I raised my middle finger proudly at Big Ben,
showing off to all my little friends who couldn’t know
everything that really meant. To think I called my Dad,
from Hyde Park Corner’s stage, his heart-clutching laugh
bellowed down the phone.
He did the same of course, in May 1968,
dressed in black beret, implementing Marx, sipping tea
with Lennon – that is the coolest story I have ever known.
"And though the news was rather sad," to think
this day was one of many, when we strutted out of school,
sang garage anthems, "The English Army had just won the war"
blew kisses at hooded boys, cheered each other on
with tongues that loved the river bank for all its musty smells.
I left the crowds of coloured flags, megaphones and all,
I left the rows of policemen shields and walked to Camden Town,
there I sat in some sombre squat, right by the canal
watched the water weep and sigh with all the weight of the sky.

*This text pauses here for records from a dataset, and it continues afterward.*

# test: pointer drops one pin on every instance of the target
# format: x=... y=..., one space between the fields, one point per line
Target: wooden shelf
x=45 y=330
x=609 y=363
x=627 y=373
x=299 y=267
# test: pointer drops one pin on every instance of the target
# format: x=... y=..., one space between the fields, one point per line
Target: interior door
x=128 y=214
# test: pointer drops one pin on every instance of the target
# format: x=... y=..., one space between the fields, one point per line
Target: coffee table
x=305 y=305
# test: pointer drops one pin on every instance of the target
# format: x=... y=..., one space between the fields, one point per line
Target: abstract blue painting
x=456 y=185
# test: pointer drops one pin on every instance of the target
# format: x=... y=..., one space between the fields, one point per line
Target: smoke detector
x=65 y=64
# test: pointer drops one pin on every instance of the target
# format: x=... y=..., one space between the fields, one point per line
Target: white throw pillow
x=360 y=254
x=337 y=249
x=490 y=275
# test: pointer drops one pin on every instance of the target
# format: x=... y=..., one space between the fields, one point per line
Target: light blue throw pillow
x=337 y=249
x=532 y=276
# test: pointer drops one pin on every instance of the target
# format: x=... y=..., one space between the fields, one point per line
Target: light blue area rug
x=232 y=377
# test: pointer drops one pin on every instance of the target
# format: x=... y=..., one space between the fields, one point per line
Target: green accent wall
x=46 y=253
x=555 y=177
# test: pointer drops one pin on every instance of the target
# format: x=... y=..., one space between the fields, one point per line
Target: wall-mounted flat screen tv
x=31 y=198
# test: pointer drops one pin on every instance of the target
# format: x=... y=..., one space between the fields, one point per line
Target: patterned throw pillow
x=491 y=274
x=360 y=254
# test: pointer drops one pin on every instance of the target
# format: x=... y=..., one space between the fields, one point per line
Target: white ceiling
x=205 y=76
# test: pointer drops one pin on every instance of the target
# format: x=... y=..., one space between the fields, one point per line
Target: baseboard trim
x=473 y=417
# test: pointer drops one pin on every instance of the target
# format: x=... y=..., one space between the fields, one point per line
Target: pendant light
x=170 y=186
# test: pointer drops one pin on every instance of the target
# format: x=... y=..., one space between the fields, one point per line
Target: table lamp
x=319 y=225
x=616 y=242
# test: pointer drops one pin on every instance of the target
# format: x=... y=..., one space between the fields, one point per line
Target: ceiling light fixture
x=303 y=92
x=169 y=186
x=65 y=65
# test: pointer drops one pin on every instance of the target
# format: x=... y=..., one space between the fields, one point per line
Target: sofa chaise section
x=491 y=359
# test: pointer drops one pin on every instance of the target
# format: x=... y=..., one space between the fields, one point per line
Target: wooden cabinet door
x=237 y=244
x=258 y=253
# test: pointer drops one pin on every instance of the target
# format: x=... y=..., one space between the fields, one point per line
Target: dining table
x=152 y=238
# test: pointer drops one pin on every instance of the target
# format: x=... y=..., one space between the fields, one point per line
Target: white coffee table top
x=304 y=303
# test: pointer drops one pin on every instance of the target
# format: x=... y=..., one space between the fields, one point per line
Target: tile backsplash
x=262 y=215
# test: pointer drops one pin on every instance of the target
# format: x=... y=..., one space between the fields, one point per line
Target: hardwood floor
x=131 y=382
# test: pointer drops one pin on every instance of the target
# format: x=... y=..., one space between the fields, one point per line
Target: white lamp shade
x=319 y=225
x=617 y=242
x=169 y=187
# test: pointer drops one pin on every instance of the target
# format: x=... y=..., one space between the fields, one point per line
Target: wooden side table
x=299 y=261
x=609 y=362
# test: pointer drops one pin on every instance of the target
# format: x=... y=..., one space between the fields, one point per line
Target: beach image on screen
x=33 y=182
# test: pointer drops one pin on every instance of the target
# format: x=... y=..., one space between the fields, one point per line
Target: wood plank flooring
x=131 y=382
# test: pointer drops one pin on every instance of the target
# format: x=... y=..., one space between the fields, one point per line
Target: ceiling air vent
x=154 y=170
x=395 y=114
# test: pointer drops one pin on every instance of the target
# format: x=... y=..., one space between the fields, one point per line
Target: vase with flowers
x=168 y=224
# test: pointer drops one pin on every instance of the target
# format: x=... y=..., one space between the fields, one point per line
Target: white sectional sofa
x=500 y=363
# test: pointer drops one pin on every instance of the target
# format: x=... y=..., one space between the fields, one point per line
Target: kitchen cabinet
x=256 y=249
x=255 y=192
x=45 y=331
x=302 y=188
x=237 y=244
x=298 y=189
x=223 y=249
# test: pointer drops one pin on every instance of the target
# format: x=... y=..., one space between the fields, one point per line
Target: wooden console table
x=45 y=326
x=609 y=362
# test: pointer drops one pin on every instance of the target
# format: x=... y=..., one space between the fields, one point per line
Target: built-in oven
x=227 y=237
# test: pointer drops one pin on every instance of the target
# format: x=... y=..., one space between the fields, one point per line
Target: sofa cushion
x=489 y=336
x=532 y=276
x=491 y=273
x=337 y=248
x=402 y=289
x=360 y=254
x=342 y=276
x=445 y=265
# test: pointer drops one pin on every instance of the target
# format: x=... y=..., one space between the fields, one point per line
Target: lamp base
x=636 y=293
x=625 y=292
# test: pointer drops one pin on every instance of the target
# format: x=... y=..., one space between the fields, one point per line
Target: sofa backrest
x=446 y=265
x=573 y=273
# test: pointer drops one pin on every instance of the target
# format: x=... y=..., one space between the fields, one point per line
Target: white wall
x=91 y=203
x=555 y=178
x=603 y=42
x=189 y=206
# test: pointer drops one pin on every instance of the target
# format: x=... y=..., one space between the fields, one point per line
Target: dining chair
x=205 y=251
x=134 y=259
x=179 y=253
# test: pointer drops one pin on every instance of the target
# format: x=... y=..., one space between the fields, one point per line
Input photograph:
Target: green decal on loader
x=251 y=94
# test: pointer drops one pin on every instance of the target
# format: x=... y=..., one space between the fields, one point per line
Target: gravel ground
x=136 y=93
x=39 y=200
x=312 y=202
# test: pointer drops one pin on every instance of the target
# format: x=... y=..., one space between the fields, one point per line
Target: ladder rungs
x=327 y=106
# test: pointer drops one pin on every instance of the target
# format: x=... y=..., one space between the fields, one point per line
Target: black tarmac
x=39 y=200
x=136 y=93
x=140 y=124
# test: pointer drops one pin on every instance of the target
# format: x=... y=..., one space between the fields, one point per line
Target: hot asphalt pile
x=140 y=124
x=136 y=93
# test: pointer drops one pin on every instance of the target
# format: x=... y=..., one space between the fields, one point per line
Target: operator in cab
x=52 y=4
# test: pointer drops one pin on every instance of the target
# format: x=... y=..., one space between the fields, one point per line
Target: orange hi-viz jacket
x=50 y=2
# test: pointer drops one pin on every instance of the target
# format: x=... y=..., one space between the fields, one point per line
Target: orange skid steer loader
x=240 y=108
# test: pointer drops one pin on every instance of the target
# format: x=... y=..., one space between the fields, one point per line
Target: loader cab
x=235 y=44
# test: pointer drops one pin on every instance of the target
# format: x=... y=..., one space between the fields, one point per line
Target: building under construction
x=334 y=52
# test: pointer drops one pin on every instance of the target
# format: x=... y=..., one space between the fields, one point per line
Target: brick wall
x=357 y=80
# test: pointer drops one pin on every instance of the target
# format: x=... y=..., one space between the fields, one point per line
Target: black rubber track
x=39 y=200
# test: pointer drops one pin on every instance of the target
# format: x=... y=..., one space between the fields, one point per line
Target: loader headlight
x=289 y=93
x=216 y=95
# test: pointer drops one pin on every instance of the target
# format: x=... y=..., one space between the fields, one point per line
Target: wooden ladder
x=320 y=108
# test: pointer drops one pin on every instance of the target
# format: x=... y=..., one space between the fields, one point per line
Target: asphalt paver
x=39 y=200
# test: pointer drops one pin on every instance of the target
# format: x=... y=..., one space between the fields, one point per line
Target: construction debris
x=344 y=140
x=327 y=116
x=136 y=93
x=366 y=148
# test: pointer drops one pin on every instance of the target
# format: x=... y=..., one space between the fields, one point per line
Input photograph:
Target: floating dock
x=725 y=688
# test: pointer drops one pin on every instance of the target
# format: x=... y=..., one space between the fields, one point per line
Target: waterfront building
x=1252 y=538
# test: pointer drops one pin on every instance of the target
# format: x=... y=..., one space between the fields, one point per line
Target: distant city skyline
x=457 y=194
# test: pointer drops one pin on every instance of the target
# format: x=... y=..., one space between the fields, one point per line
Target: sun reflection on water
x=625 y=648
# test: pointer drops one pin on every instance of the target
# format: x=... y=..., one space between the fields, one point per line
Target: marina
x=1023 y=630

"I read the news today oh boy," in front of some television screen
I hugged my knees searching for Joe, or Aaron, or Hayley
waving stop the war at red brick walls. But all I saw
were upset banks, balaclava kids throwing kicks,
the Prime Minister's absent cry.
The pavement heaved and cracked like a giant fist
rising from the core of the earth, pushing us all away.
I swore I’d never read the news again
but would record, in my own words, every single day.